Wednesday, March 30, 2011

Time to arrange an audition with Maurice Starr

If you heard the muffled screaming coming from my house this afternoon, don't worry yourself, I was only bathing Chumlee, one of my retarded cats.

I haven't had two of my three cats for very long.  As you readers and other hangers on may recall, my neighbor's two kittens came over the fence to my house after being left outdoors at home for several months alone.  They have joined my dumb gay cat Booger in terrorizing all of us.

Like every time I walk into the kitchen they think I should cram more food down their gullets.
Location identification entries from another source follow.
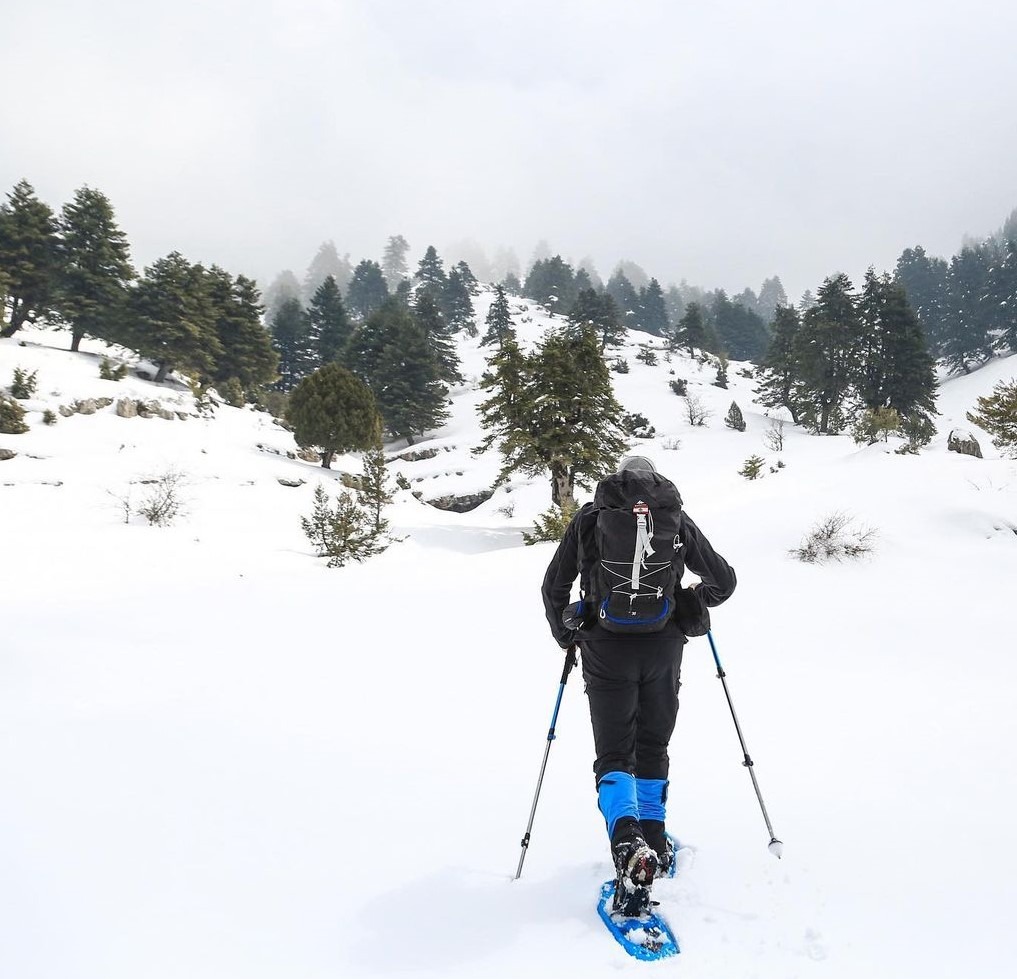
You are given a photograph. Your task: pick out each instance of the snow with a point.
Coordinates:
(220, 758)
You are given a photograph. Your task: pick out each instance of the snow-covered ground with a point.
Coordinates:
(219, 758)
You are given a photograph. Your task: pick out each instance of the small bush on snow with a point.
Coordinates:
(834, 538)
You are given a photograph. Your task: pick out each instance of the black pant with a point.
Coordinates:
(633, 686)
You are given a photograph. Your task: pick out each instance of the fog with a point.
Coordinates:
(715, 142)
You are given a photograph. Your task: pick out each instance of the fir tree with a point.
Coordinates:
(330, 325)
(436, 330)
(30, 257)
(95, 268)
(781, 381)
(498, 320)
(826, 351)
(292, 341)
(394, 265)
(367, 291)
(246, 353)
(997, 414)
(171, 319)
(333, 411)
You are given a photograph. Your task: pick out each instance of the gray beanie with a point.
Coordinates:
(636, 463)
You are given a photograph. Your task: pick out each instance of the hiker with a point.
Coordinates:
(629, 548)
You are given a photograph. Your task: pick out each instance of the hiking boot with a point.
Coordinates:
(635, 865)
(663, 846)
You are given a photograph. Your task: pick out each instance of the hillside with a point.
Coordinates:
(221, 759)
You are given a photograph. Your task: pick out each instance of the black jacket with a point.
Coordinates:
(700, 557)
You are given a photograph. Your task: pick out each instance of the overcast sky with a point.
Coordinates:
(720, 141)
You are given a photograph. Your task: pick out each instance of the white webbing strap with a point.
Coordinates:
(644, 532)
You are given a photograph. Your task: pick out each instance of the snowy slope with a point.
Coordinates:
(220, 758)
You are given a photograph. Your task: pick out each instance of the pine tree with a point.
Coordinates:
(394, 265)
(598, 312)
(171, 319)
(998, 416)
(334, 411)
(498, 320)
(367, 291)
(437, 332)
(30, 257)
(330, 326)
(781, 375)
(246, 353)
(826, 351)
(457, 304)
(565, 420)
(95, 268)
(325, 262)
(292, 341)
(653, 311)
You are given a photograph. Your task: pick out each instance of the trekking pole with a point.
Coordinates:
(775, 846)
(570, 663)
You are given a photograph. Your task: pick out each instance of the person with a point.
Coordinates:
(632, 682)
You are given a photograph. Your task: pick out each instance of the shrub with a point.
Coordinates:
(734, 419)
(637, 425)
(834, 539)
(551, 525)
(108, 372)
(24, 384)
(11, 417)
(753, 468)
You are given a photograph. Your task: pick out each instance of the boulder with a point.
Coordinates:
(961, 440)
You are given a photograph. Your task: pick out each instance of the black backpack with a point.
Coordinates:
(631, 559)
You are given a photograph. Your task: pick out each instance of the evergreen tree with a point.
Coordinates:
(392, 353)
(998, 416)
(291, 337)
(246, 352)
(30, 257)
(330, 325)
(95, 268)
(394, 265)
(692, 331)
(781, 383)
(625, 299)
(282, 288)
(430, 273)
(367, 291)
(653, 311)
(552, 284)
(924, 282)
(333, 411)
(967, 343)
(772, 296)
(437, 332)
(458, 305)
(171, 319)
(566, 421)
(827, 352)
(598, 312)
(325, 262)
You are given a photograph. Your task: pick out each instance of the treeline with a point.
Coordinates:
(73, 270)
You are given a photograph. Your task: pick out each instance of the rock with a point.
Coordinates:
(462, 504)
(961, 440)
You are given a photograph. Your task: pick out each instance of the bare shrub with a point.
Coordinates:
(833, 539)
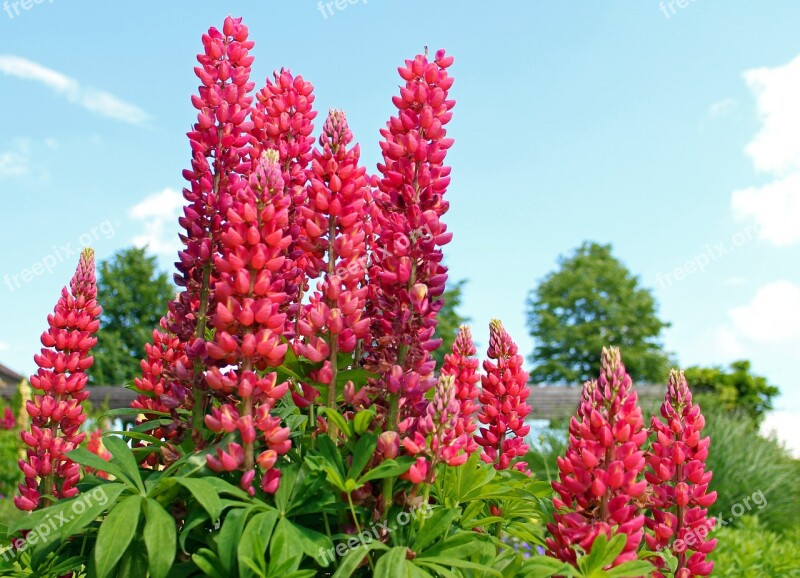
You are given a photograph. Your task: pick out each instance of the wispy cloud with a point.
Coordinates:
(93, 100)
(775, 150)
(159, 212)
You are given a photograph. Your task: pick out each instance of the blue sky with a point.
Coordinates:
(671, 132)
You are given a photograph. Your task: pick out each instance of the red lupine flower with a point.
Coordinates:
(463, 366)
(56, 412)
(407, 269)
(433, 436)
(219, 142)
(679, 480)
(8, 421)
(282, 120)
(248, 322)
(334, 239)
(599, 479)
(504, 398)
(95, 445)
(165, 371)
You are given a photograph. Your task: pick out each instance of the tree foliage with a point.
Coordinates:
(134, 295)
(449, 320)
(734, 389)
(592, 301)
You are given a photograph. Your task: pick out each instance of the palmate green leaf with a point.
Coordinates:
(392, 564)
(159, 537)
(362, 420)
(545, 567)
(208, 562)
(205, 494)
(631, 569)
(362, 454)
(285, 550)
(124, 459)
(229, 537)
(127, 411)
(387, 469)
(435, 527)
(253, 544)
(116, 533)
(352, 560)
(134, 562)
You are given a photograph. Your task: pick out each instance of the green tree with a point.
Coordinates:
(134, 296)
(735, 389)
(592, 301)
(449, 320)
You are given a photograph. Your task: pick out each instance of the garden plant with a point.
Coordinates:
(290, 419)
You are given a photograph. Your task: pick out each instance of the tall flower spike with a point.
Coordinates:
(249, 326)
(56, 409)
(282, 121)
(463, 366)
(219, 142)
(8, 421)
(334, 238)
(679, 480)
(407, 269)
(599, 479)
(165, 371)
(504, 397)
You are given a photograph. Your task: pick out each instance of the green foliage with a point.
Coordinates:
(591, 302)
(735, 389)
(753, 551)
(752, 474)
(449, 320)
(134, 296)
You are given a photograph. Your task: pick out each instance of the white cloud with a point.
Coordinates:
(159, 212)
(775, 207)
(772, 316)
(96, 101)
(722, 108)
(775, 150)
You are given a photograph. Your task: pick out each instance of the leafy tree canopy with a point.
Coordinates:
(734, 389)
(592, 301)
(134, 296)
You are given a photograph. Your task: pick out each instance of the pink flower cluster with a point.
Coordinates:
(249, 325)
(282, 121)
(334, 238)
(407, 274)
(463, 366)
(56, 409)
(504, 399)
(219, 142)
(599, 479)
(679, 479)
(8, 422)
Or like every time I attempt to sew they lay down smack in the middle of my project.

Or like every time I sit on my toilet they have to observe and critique, or plain stick their heads where they don't belong.

I only terrorized back. 

Chumlee has probably never had a bath before.  He protested most vigorously.  And this cat never meows.  Never.  He makes sweet little trills when he has something to say but otherwise he pads about silent and sort of brainless.  Throw him in a tub full of warm water and he sounds like a New Kids on the Block concert in 1989.

He brooded and licked himself while I cleaned the hair out of the tub with a spatula.

In the morning I'll discover a big pile of poop in my left house slipper.

On a related note, my 17 year old son went to a school function this evening absolutely drenched in Axe.  Despite any encouragement from us to utilize hygiene for the sake of human decency for the last four years, it looks like something or someone may have caught his attention enough to ensure he smells....pleasant.

I'll have him clean out his own tub with a spatula tomorrow.